L’absence de possibilité d’agréer d’autres organismes spécialisés limite la diversification des approches organisationnelles, réduit les dynamiques d’innovation institutionnelle et concentre sur une seule structure des responsabilités dont la complexité ne cesse de croître.
À l’inverse, un système d’agrément encadré par l’État pourrait permettre l’émergence progressive d’organismes spécialisés (publics, associatifs ou privés à but non lucratif selon les catégories de droits) soumis aux mêmes exigences de transparence financière, de représentativité, d’audit indépendant, de gouvernance démocratique et de reddition de comptes.
Une telle ouverture ne signifierait pas une dérégulation du secteur. Elle traduirait au contraire un renforcement de la puissance publique dans sa fonction essentielle : fixer les règles, contrôler leur application, protéger les créateurs.trices et garantir que chaque organisme exerce sa mission dans l’intérêt collectif.
Dans cette configuration, le BUBEDRA pourrait lui-même évoluer. Plutôt que d’être l’unique opérateur chargé d’exécuter l’ensemble des missions, il pourrait devenir l’institution pivot de la gouvernance nationale des droits d’auteur : coordination des bases de données, interconnexion numérique des registres, coopération internationale, représentation du Bénin auprès des réseaux de gestion collective, observatoire économique des industries culturelles et autorité technique de référence.
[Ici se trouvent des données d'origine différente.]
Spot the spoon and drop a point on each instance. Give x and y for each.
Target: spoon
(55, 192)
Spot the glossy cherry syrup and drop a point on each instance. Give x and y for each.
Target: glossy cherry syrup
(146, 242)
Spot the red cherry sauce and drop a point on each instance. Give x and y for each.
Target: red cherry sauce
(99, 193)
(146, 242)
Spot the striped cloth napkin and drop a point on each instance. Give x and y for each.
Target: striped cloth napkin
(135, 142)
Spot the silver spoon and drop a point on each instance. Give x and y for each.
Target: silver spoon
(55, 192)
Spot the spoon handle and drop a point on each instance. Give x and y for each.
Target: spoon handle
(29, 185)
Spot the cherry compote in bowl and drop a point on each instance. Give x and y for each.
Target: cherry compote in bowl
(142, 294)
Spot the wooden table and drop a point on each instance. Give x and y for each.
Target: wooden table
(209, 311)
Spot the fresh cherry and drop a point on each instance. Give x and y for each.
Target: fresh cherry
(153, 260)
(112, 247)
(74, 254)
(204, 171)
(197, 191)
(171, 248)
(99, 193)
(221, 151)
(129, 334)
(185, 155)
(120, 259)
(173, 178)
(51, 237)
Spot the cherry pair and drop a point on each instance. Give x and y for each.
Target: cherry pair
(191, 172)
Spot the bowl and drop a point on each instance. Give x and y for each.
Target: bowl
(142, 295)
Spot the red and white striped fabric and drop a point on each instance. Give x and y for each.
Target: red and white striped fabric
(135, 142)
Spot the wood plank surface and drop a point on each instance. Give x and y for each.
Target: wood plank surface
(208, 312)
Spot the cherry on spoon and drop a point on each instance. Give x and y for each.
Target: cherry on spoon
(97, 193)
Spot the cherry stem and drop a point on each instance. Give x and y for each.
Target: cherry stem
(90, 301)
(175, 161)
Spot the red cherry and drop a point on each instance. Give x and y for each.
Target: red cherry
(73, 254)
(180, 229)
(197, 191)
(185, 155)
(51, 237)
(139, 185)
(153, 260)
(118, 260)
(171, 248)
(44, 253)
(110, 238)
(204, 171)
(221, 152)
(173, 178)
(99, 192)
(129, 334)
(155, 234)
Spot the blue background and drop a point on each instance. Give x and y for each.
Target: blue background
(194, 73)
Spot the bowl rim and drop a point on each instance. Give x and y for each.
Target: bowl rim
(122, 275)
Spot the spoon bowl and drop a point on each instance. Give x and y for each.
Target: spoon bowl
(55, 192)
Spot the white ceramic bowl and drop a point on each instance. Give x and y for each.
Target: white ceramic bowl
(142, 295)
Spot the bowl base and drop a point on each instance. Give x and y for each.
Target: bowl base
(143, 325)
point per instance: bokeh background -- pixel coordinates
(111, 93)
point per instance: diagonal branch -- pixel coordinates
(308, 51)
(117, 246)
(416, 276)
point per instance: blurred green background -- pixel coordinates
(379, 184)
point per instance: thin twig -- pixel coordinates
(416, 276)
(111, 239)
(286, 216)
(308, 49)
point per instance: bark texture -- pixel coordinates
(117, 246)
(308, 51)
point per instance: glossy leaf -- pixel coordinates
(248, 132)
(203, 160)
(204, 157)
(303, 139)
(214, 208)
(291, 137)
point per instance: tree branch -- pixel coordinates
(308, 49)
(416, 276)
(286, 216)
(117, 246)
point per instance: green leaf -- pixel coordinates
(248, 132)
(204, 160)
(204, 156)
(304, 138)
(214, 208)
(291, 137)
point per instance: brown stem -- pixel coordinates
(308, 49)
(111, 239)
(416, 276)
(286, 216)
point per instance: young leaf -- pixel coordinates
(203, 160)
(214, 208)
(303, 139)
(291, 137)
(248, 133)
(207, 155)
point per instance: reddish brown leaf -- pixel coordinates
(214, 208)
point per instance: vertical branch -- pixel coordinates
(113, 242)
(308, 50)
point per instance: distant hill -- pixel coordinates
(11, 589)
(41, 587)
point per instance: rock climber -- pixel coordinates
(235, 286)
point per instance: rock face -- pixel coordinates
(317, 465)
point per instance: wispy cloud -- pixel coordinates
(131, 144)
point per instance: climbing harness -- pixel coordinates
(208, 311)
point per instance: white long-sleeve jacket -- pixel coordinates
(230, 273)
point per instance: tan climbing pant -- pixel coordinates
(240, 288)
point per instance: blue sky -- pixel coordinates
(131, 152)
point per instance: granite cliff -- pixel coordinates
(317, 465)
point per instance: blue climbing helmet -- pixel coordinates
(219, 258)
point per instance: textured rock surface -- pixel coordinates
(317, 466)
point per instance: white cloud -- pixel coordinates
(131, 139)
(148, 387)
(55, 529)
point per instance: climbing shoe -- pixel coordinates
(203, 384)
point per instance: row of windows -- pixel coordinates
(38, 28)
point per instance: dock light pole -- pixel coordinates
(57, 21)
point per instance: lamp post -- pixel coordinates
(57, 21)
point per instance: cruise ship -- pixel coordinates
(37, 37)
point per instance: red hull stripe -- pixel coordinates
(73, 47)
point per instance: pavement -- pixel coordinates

Ce changement de paradigme déplacerait le centre de gravité du système : d’une logique de concentration des missions vers une logique de régulation des compétences.
À l’heure où le Gouvernement béninois affirme sa volonté de faire des industries culturelles un levier de croissance, d’emploi et d’attractivité économique, la réforme de la gouvernance des droits d’auteur apparaît comme un investissement institutionnel. Car une économie créative performante dépend tout autant des talents que de la qualité des institutions qui organisent, sécurisent et valorisent durablement la création.
AU FINAL
Au vu de la volonté du Bénin à dynamiser sa politique culturelle, il est crucial plus que jamais d’assurer la qualité du suivi et de pérennité des droits de ses artistes. Pour que cette énergie créative devienne une véritable économie, elle doit pouvoir s’appuyer sur des institutions capables de suivre le rythme des transformations mondiales. Le BUBEDRA doit donc évoluer. C’est-à-dire aller au-delà d’être un organisme de perception des droits, avec une plateforme de suivi des redevances mais comme une infrastructure stratégique, adéquate, inclusive au service de la création béninoise.